Add OpenBao and mc-terrarium integration

[yunkon-kim]

This PR integrates mc-terrarium v0.1.0 and OpenBao.
It involves broad internal changes, but the usage remains mostly the same except for the new .env setup.

What's changed

• Add OpenBao service for centralized CSP credential management
• Integrate mc-terrarium v0.1.0 for infrastructure enrichment (VPN)
• Add auto-init/unseal logic for OpenBao in Makefile
• Register CSP credentials to OpenBao via init.py
• Remove .env from tracking, add .env.example template
• Update docker-compose.yaml with mc-terrarium and OpenBao services
• Simplify API auth to plaintext for dev (remove bcrypt)
• New ports:

Service	Port
MC-Terrarium	:8055
OpenBao	:8200

Maintainer & Contributor To-Dos 😉

.env is no longer tracked by Git. Please configure your .env before running make compose or make up:

cp .env.example .env
# Edit .env to set API credentials (TB, Spider, Terrarium)
# VAULT_TOKEN will be auto-initialized by make compose on first run

Warning

Notes for maintainers and contributors

• secrets/openbao-init.json: Generated on first make compose. Stores unseal key/root token. Keep it safe; data is inaccessible if lost. (Git-ignored).
• make clean-all: Now also wipes OpenBao data, secrets, and .env VAULT_TOKEN. Run make compose && make init to restore the environment.
• conf/openbao-config.hcl: Tracked by Git (intentional exception to conf/* ignore).

✅ Tests passed as follows

Feel free to share your thoughts or report any issues 💬

1. Clean and initialize

cp .env.example .env   # Set up .env (VAULT_TOKEN left empty — auto-set by make compose)
    ↓
make clean-all         # Stop services + delete DB + wipe OpenBao data and token
    ↓
make up                # Build images + initialize OpenBao (no VAULT_TOKEN → run init-openbao.sh) + unseal + start all services
    ↓
make init              # Decrypt credentials.yaml.enc → register to CB-Spider + register CSP credentials to OpenBao KV v2

2. Create a testbed infra (by Terrarium)

Access Terrarium API UI   # http://localhost:8055/terrarium/api/index.html
    ↓
Create a terrarium        # trId: testbed01
    ↓
Create a testbed          # trId: testbed01

3. Create an MCI (on Map UI)

Access MapUI                          # http://localhost:1324
    ↓
Click and select VM spec and image    # ap-northeast-2
    ↓
Create the MCI

Next Steps

⏭️ Test and update Tumblebug VPN features/APIs for mc-terrarium v0.1.0 compatibility

Future Scope

The OpenBao integration is currently a minimal baseline.
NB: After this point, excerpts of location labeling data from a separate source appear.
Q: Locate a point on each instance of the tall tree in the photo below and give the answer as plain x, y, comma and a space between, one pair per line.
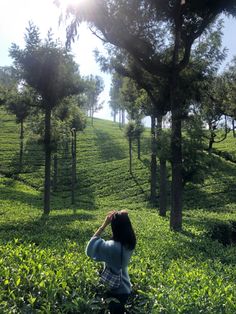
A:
230, 78
49, 69
95, 86
20, 103
135, 26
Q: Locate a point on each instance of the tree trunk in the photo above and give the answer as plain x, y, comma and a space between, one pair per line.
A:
163, 187
153, 161
176, 165
176, 136
123, 117
139, 147
47, 177
130, 155
211, 139
233, 127
73, 166
120, 119
162, 183
55, 171
21, 142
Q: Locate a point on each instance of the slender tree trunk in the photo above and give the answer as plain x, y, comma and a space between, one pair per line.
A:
47, 178
123, 117
21, 141
163, 187
233, 127
120, 119
176, 137
55, 171
177, 184
73, 166
130, 155
162, 183
153, 187
139, 147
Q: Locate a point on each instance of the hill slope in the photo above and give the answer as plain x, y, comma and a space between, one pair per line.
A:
43, 268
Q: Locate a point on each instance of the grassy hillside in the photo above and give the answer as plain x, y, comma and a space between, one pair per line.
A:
43, 268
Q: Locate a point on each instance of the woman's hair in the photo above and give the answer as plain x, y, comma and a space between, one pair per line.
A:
122, 230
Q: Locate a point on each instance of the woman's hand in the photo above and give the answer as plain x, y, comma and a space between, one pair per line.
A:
106, 222
108, 218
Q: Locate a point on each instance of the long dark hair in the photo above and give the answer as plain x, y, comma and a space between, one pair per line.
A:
122, 230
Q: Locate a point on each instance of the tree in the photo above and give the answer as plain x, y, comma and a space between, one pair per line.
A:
230, 80
115, 103
212, 110
135, 26
50, 70
94, 88
130, 134
20, 104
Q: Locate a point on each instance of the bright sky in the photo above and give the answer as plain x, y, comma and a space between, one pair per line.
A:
14, 18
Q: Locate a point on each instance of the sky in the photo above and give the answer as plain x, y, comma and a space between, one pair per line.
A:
16, 14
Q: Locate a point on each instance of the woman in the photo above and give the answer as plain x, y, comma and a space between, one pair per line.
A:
116, 254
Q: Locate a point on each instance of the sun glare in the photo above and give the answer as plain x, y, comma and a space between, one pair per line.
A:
67, 3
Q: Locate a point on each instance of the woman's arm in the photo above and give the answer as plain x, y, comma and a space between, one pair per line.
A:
106, 222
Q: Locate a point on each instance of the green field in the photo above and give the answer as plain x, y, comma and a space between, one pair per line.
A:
43, 268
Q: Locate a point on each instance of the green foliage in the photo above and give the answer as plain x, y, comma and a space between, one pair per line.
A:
43, 268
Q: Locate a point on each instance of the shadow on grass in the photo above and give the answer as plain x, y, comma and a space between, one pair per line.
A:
8, 192
49, 231
109, 147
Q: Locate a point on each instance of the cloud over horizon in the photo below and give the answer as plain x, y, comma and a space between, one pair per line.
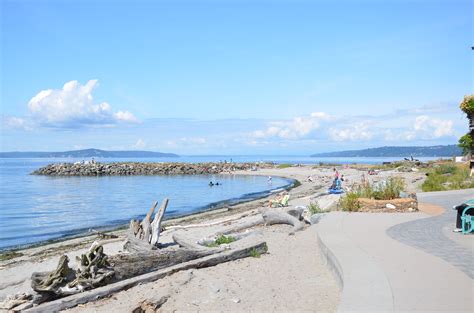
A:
72, 106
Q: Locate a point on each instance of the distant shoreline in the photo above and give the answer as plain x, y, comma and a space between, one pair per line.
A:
120, 225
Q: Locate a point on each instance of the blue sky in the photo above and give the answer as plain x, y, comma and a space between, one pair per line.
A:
233, 77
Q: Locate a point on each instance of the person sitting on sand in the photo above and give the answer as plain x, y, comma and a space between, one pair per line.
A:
460, 208
336, 184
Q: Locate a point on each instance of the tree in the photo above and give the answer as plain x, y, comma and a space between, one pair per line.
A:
467, 105
466, 143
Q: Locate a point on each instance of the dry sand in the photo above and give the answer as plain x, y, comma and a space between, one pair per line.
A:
290, 277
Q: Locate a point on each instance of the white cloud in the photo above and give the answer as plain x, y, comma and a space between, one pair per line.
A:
296, 128
12, 122
73, 106
426, 127
359, 131
140, 144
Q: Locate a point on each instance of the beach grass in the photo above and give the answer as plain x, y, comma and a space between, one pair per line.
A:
350, 202
314, 208
388, 190
10, 255
222, 239
448, 176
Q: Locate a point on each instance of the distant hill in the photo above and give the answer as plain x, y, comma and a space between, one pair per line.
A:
430, 151
87, 153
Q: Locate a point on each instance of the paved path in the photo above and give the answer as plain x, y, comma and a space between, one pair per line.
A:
430, 234
383, 274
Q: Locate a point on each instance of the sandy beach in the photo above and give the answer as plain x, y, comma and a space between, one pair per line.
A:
291, 276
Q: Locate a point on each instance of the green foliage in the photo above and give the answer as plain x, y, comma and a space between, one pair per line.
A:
466, 143
350, 202
448, 177
255, 253
388, 190
296, 183
314, 208
443, 169
467, 105
222, 239
10, 255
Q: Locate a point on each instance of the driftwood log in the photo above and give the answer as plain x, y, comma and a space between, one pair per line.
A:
143, 236
93, 271
274, 216
245, 247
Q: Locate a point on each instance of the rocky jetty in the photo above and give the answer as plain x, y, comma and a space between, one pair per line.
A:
136, 168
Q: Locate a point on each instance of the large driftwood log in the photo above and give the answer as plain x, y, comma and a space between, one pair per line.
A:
274, 216
93, 271
250, 245
143, 236
134, 264
189, 242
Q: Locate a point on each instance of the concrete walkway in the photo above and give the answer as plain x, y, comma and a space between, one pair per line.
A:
410, 268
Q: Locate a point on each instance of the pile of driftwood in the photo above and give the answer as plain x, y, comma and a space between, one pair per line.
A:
144, 260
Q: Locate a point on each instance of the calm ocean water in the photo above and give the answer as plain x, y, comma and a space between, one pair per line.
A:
38, 208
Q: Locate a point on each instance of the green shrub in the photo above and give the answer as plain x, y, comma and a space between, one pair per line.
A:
466, 143
350, 202
10, 255
314, 208
222, 239
445, 169
391, 189
255, 253
448, 177
388, 190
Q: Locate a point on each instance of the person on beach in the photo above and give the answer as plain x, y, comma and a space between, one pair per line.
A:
460, 208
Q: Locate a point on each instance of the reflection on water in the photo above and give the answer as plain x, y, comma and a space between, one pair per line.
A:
36, 208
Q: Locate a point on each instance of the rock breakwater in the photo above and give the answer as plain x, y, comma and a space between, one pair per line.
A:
138, 168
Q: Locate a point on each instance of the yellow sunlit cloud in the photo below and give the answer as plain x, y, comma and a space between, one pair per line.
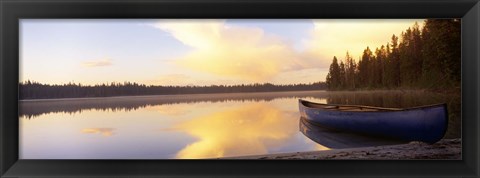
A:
254, 126
103, 131
334, 37
97, 63
239, 52
252, 54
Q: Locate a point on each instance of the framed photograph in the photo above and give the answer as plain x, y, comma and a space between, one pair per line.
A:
235, 89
Looking forward to contributions to extend and improve its scope.

---

Ref: #2350 (Task 1)

[seokho-son]

@yunkon-kim

[seokho-son]

@yunkon-kim
make up ▶ make gen-cred ▶ (edit credentials) ▶ make enc-cred ▶ make init"

관련하여, 혹시 make compose 와 make up 를
구분하여 사용하게 하려는 의도가 있으셨던 것인지 문의 드립니다.

기존에, make up 은 make compose 와 동일한 기능이었고, make compose 라는 표현은 사실 deprecate를 대비하며 기존 사용자들을 위해서 남겨뒀던 키워드였습니다.

컨테이너 빌드 모드로 처리할지 여부를 구분하는 방법이 아니긴 했습니다. :)

[seokho-son]

make up (기본 빌드모드. 컨테이너 빌드 해제하려면 docker-compose.yaml 에서 build 파트 주석 처리), make ps, make down. 이런 식으로 짧은 커맨드로 유도하고 있었습니다. ;)

[yunkon-kim]

@seokho-son

원래 Tumblebug의 의도대로 1가지 방식으로 통일해 놓겠습니다 :)

[yunkon-kim]

@seokho-son

script/set-tb.sh와 README 에서 ./init/genCredential.sh, ./init/encCredential.sh를 사용하는 부분이 있던데요. make gen-cred, make enc-cred 로 각각 수정해 놓겠습니다.

[yunkon-kim]

@seokho-son

코멘트 반영을 위한 업데이트를 진행했습니다.

• 업데이트 후 테스트 결과: Passed
• 본문 설명에서 make compose를 make up으로 수정

[seokho-son]

/approve

[yunkon-kim]

Feel free to report any further issues in #2350 or create a new issue.